Feeling like a chump for hanging onto your AT&T shares? Take solace in the plight of John C. Malone, the former king of cable. The value of the stock he still owns in AT&T has fallen 63 percent this year, to $529.1 million.
Although Malone did not respond to requests for an interview, it would be reasonable to assume that he sometimes second-guesses his decision in June 1998 to sell the cable giant Tele-Communications Inc. for AT&T stock.
Since then two other big cable companies, Comcast and Cablevision, have seen their shares climb — 87 percent for Comcast, a full 151 percent for Cablevision. During that same period, AT&T's stock has lost more than half its value.
But Malone may have had better timing, in light of AT&T's subsequent woes, than the typical investor. A careful tracking of his holdings indicates that Malone sold off roughly 9.7 percent of his AT&T stock, or about 3.7 million shares between March 9, 1999, when the deal was completed and March 17, 1999, when he joined the AT&T board.
Because Malone was not yet a director, he would not have been obliged to report the sale to the Securities and Exchange Commission, and it appears that he did not. Since that initial transaction, he has sold or donated roughly 19.3 percent more of his original stake, according to government filings.
Even so, Malone, together with his wife and the charitable Malone Family Foundation, still holds 27.05 million AT&T shares, or 71 percent of his initial stake in the company. Since the beginning of 2000, the stock has plummeted 63 percent, far worse than even the hard-hit NASDAQ composite index, which is down 35.8 percent. Malone's AT&T stake, which was worth $1.4 billion in January, is now valued at $529 million.

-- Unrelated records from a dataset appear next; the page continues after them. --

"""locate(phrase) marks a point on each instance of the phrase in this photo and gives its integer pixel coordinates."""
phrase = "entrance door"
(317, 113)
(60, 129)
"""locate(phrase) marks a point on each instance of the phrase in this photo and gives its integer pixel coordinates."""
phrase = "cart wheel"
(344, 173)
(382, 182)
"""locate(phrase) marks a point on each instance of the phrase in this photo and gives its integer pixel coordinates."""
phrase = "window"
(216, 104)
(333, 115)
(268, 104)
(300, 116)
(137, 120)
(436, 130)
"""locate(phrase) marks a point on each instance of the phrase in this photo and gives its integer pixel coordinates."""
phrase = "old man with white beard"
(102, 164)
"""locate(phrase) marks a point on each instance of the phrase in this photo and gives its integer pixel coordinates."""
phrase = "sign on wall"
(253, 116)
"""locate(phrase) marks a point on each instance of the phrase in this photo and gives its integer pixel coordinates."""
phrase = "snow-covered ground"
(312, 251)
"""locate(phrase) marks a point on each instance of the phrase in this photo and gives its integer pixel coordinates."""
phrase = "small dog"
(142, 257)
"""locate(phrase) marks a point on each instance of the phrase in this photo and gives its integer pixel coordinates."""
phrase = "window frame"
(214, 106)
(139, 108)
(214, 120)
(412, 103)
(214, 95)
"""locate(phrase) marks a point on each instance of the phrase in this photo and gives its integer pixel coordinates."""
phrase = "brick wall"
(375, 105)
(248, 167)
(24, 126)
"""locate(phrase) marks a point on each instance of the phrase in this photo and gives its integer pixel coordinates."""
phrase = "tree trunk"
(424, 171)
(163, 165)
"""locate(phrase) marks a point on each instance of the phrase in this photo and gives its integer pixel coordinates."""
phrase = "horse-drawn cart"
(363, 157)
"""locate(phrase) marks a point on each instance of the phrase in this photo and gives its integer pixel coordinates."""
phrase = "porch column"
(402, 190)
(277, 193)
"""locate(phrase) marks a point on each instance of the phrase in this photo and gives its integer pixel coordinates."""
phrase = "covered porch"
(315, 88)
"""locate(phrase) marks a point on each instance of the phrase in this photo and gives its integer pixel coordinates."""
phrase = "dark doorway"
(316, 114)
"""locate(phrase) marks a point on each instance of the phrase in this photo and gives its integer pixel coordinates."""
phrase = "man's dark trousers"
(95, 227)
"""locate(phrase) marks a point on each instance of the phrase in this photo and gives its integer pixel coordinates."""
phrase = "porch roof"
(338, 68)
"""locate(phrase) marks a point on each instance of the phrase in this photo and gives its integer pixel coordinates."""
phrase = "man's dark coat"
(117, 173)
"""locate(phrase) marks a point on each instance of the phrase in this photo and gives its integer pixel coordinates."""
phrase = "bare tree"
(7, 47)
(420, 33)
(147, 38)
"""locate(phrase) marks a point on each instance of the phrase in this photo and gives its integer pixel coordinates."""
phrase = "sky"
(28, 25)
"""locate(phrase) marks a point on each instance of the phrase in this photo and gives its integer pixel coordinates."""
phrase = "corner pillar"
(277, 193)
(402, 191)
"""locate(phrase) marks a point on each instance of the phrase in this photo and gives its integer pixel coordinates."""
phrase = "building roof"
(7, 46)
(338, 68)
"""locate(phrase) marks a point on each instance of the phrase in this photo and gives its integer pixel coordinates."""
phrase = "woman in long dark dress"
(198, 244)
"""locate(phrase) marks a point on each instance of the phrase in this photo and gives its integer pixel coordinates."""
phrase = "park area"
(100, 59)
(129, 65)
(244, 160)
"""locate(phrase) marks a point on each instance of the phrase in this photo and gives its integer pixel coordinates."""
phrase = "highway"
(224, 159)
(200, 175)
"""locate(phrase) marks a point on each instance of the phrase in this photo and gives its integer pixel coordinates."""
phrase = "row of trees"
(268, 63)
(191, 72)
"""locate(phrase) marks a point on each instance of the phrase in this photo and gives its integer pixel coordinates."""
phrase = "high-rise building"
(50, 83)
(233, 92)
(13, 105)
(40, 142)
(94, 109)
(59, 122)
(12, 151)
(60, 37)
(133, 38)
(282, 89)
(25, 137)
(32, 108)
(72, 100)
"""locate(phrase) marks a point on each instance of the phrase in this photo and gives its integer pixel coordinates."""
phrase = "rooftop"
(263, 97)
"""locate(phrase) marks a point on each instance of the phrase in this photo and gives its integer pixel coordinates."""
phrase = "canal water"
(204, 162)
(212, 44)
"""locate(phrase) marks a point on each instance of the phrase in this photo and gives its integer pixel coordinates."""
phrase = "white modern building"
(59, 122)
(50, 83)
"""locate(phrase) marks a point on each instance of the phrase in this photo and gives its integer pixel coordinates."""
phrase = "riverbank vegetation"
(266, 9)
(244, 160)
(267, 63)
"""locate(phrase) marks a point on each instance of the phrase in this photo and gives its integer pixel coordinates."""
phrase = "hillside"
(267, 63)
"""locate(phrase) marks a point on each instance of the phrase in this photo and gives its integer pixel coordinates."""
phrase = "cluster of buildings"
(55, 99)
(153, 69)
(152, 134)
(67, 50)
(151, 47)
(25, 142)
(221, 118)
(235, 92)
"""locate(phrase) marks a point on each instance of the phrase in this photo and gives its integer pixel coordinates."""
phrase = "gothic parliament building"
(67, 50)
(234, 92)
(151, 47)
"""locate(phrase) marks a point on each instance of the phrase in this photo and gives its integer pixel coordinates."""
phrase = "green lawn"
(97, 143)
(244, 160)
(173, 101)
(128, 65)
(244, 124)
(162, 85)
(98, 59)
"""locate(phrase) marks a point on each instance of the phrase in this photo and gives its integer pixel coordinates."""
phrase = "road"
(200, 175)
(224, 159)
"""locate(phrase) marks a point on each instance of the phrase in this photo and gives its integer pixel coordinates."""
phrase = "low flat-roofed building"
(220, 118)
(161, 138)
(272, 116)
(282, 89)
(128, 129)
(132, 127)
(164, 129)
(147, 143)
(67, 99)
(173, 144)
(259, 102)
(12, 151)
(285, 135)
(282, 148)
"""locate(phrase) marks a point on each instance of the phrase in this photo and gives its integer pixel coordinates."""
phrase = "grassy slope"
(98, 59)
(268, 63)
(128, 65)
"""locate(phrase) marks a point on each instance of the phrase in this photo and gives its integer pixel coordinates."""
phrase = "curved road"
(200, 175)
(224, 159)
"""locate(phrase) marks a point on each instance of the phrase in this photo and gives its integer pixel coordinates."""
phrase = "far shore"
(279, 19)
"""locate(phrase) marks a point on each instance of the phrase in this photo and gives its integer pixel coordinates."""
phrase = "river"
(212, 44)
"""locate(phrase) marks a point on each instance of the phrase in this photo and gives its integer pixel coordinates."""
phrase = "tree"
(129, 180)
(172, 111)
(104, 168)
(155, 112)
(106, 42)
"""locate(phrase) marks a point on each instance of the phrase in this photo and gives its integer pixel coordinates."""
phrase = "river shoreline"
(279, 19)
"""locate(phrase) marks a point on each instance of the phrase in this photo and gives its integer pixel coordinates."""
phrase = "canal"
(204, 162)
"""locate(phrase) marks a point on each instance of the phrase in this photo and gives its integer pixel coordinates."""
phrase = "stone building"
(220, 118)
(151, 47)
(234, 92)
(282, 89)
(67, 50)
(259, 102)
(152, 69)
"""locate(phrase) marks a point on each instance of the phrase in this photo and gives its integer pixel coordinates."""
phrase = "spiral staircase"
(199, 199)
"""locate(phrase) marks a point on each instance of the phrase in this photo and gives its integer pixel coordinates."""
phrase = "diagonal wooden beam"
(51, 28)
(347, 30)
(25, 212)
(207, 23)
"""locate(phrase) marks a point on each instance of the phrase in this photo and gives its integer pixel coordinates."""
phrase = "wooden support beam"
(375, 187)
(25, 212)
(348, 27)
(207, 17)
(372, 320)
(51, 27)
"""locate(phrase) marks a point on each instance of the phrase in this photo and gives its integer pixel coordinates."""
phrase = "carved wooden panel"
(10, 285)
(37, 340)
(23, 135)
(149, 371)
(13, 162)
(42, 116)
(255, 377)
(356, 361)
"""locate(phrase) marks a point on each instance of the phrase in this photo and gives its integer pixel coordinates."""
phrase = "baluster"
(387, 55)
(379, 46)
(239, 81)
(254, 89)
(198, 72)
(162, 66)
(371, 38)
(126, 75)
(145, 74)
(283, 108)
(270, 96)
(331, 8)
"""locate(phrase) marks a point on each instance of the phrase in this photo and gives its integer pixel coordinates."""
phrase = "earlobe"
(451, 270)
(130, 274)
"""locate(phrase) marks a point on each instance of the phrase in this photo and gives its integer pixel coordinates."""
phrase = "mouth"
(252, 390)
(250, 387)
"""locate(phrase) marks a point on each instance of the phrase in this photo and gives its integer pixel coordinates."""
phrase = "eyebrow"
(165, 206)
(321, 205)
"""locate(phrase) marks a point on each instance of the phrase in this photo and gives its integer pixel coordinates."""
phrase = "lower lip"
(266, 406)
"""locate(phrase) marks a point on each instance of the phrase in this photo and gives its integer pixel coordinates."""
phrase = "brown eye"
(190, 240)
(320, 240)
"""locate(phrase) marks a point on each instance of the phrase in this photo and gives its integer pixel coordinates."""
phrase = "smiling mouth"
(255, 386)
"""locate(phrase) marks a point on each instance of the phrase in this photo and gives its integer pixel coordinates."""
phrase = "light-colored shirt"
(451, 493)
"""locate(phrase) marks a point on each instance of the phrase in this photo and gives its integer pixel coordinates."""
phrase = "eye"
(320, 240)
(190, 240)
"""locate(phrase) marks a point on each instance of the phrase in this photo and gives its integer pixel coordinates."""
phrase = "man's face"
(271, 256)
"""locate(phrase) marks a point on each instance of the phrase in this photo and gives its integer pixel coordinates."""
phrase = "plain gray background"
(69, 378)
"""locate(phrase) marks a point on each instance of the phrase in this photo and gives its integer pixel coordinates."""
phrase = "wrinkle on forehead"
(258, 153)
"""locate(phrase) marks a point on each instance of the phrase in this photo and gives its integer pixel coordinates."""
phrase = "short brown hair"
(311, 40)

All AT&T shareholders may be impatiently waiting for signs of a payoff from the cable strategy devised by the company's chairman, C. Michael Armstrong. But Malone has clearly taken a tremendous hit, as one of the company's largest individual shareholders. And his other major holding — 100 million shares of
the cable programmer Liberty Media Corp. — has plunged in value 53 percent this year. Malone's Liberty holdings, which were $3.3 billion in January, are now valued at only $1.57 billion. And that is despite abundant benefits Liberty received as a result of AT&T's buyout of TCI.
So vast is the portfolio devastation that it is hard to recall now how good a deal for TCI shareholders the AT&T acquisition once looked — particularly for Malone, who had long been regarded as one of the cleverest dealmakers in the telecommunications business.
On June 23, 1998, the day before AT&T announced it was buying TCI, then the nation's largest cable operator, Malone and his family were believed to own roughly 30.4 million shares of TCI's so-called supervoting shares, a stake worth $1.2 billion.
Nine months later, on March 9, 1999, when the deal was completed, Malone, his wife and the trust swapped TCI holdings for roughly 38 million shares of AT&T, which based on that day's closing price of $57.04 were worth $2.1 billion.
By selling to AT&T, Malone had seemed to nearly double his money. And despite what has happened to AT&T stock in the months and years since, Malone's initial sale, in the week following the deal, certainly looks deft.
That sale would have netted some $200 million based on the share price of about $55 during that period.
By now, Malone appears to have sold or given away nearly 30 percent of his initial AT&T stake — transactions that generated proceeds of about $603 million.
Aside from his initial sale of 9.7 percent of his holdings, Malone has sold about 6.2 million shares for a total of $315 million, or an average price of $50.81 a share, according to filings with the SEC, provided by First Call/Thomson Financial.
He has also given his family's charitable foundation at least 1.5 million shares that were sold for about $90 million, according to the foundation's 1999 tax returns.
In all, Malone's initial $2.1 billion AT&T holding now has an effective value of $1.1 billion, based on transactions totaling $603 million and has a current value of $529 million for the remaining shares. (Unclear in all this is the status of 2 million shares that SEC filings indicate Malone has set aside for charitable gifts, but which still appear to be counted in his current holdings.) As AT&T's stock has swooned, Malone has been active in the board's efforts to help AT&T's chairman, Armstrong, find a remedy. The proposed cure is the complex breakup plan that AT&T announced in October, which includes spinning off the cable business as a stand-alone company.